Oh, come on.  It's not that bad.  Just start every module with
  import Prelude()
  import MyPrelude
that's what I do. There's nothing sacred about the Prelude (except a few things used for special syntax). It just happens to be in scope.

        -- Lennart

On Dec 8, 2006, at 15:04 , Dan Weston wrote:

The following observations are not new, insightful, or gracious, but I was lusting after the innocent +,-,* operators for my own evil ends and was mildly curious why...

Num is such a fat and greedy class. If you want to marry Cinderella, you have to take her ugly stepsisters too.

1) Groups may only want to define addition. Why can't they use + (instead of <+>, >++++?&**+>, or other such perversion)?

2) Affine spaces have a (-) but no (+). Worse, the signature might be
(-) :: Point -> Point -> Vector, which doesn't unify with (a -> a - > a).

Wouldn't the following be more useful/general?

class Subtraction a b | a -> b where
 (-) :: a -> a -> b

Or would this require needless type annotation for the common subset of (a -> a -> a) instances?

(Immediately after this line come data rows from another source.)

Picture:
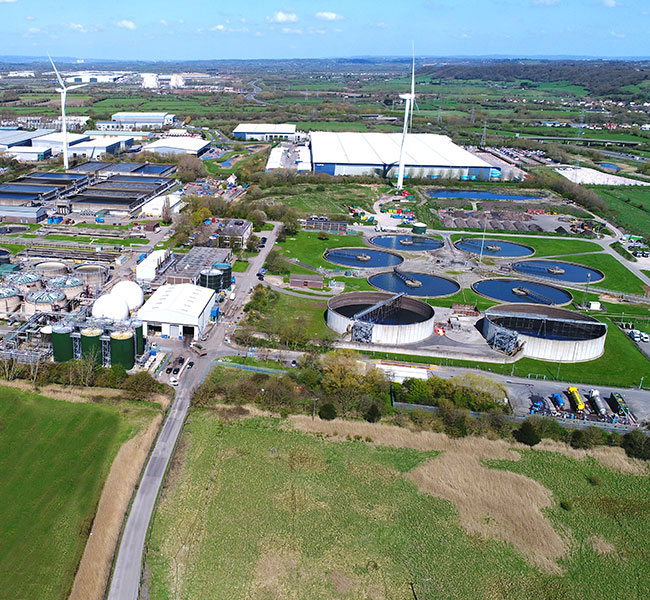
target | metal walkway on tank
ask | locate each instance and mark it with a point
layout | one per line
(380, 311)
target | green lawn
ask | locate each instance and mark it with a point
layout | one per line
(308, 249)
(629, 206)
(54, 458)
(240, 266)
(257, 510)
(550, 246)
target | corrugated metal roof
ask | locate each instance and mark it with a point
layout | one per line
(420, 150)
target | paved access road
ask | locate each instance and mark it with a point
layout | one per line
(125, 582)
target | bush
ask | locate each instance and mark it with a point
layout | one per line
(527, 434)
(327, 412)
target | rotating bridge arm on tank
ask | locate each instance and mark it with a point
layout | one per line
(381, 310)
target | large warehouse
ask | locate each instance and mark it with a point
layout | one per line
(426, 155)
(177, 310)
(264, 132)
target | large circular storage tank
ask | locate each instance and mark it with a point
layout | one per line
(62, 343)
(4, 256)
(123, 349)
(92, 273)
(51, 268)
(130, 292)
(139, 337)
(411, 322)
(110, 307)
(71, 286)
(26, 281)
(44, 301)
(9, 298)
(548, 332)
(91, 346)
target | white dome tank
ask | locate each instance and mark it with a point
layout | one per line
(130, 292)
(111, 307)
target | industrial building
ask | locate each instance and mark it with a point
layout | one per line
(147, 120)
(426, 155)
(234, 233)
(380, 318)
(189, 266)
(178, 310)
(178, 145)
(120, 194)
(265, 132)
(22, 214)
(544, 332)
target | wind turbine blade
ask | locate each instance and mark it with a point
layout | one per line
(56, 72)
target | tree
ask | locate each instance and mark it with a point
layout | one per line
(166, 213)
(527, 434)
(327, 412)
(373, 414)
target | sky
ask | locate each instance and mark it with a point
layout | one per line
(249, 29)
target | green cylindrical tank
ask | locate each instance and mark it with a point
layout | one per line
(139, 337)
(91, 346)
(62, 343)
(122, 349)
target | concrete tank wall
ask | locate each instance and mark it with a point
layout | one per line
(383, 334)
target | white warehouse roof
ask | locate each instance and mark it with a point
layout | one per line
(179, 144)
(420, 149)
(180, 304)
(282, 129)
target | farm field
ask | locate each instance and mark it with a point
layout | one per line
(255, 509)
(630, 208)
(54, 459)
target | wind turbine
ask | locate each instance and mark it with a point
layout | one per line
(64, 92)
(409, 100)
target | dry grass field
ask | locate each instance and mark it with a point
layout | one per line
(257, 509)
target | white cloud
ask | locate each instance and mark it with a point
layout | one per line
(282, 17)
(328, 16)
(125, 24)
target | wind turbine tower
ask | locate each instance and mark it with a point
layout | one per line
(64, 129)
(409, 100)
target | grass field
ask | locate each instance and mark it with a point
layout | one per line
(255, 510)
(54, 458)
(543, 246)
(630, 207)
(328, 199)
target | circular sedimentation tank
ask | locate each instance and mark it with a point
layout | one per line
(62, 346)
(414, 284)
(123, 348)
(92, 273)
(522, 291)
(494, 247)
(91, 346)
(412, 243)
(5, 256)
(9, 298)
(24, 280)
(558, 270)
(411, 322)
(51, 268)
(71, 286)
(547, 332)
(362, 258)
(44, 301)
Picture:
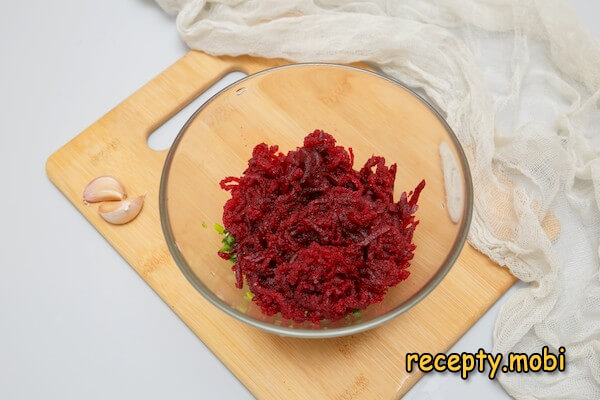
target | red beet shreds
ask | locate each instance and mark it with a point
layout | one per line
(314, 238)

3) Quaternions have no signum, unit quaternions have (*), (/) but no (+) or (-), abs would have a different signatures (Quaternion - > Double) which doesn't unify with (a -> a), and fields cannot be scaled with (*) as in (*) :: (Field f) => Double -> f -> f

Would it not make sense to put each of these operators (division too) into their own individual superclasses that Num inherits? My (obviously naive) philosophy about type classes is that operations should be bundled only when they are mutually recursive (i.e. there is more than one useful minimal definition). If there is just one minimal set of operations, they can be in their own parent class too.

Then again, I should get over my lust and stick with my own operators <+++++++++>, <---------------------->, and <*******>. Not too pretty, but they have a wonderful personality all their own!